In 2007, Bruschi wrote Never Give Up: My Stroke, My Recovery, and My Return to the NFL, a book about his experience with his stroke and his recovery. In his memoir, Bruschi speaks with candor about how his family confronted the reality of his life-threatening affliction, of his initial plans to retire from the NFL, and of the moment he told his wife he was ready to return to football, earning him a share of the Comeback Player of the Year Award and the Patriots recipient of the Ed Block Courage Award.

Bruschi is a spokesman for the American Heart Association and founded Tedy's Team, a foundation to raise funds for stroke research, inspired by Bruschi's own experience.

In 2007, Bruschi was named to NFL.com's All-Interview Team for accessibility to the media. In 2006, he won the Senator Paul E. Tsongas Award for Exemplary Public Service.
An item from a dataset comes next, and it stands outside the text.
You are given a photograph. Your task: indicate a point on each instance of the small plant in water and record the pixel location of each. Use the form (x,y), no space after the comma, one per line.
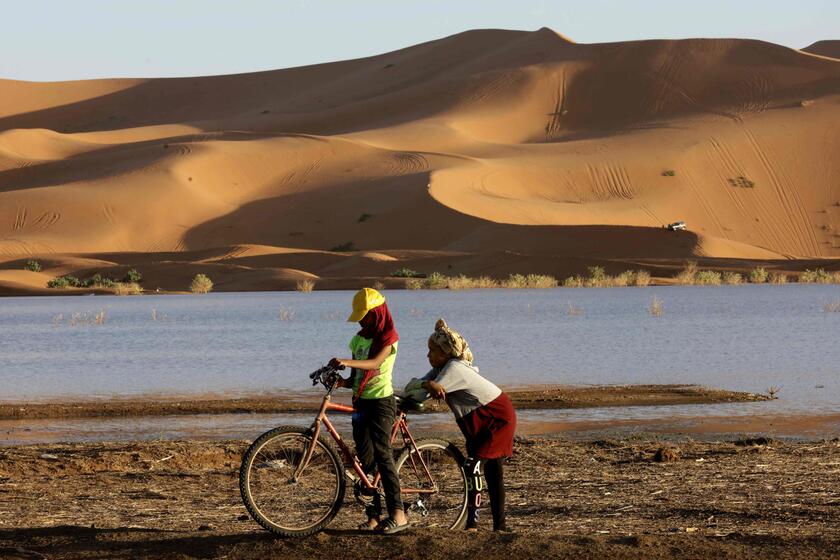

In 2005, he was the Associated Press NFL Co-Comeback Player of the Year and was voted the Ed Block Courage Award, the Maxwell Football Club's Spirit Award and the AFC Defensive Player of the Week (Week 8) and NFL.com's All-Interview Team as well as USA Today's All-Joe Team. In 2004, he made the AFC Pro Bowl and Second-Team Associated Press All-Pro and was on NFL.com's All-Interview Team.

Bruschi ran in the Boston Marathon in 2012 and 2019.

On July 5, 2019, it was reported through his foundation, Tedy's Team, that Bruschi had suffered a second stroke.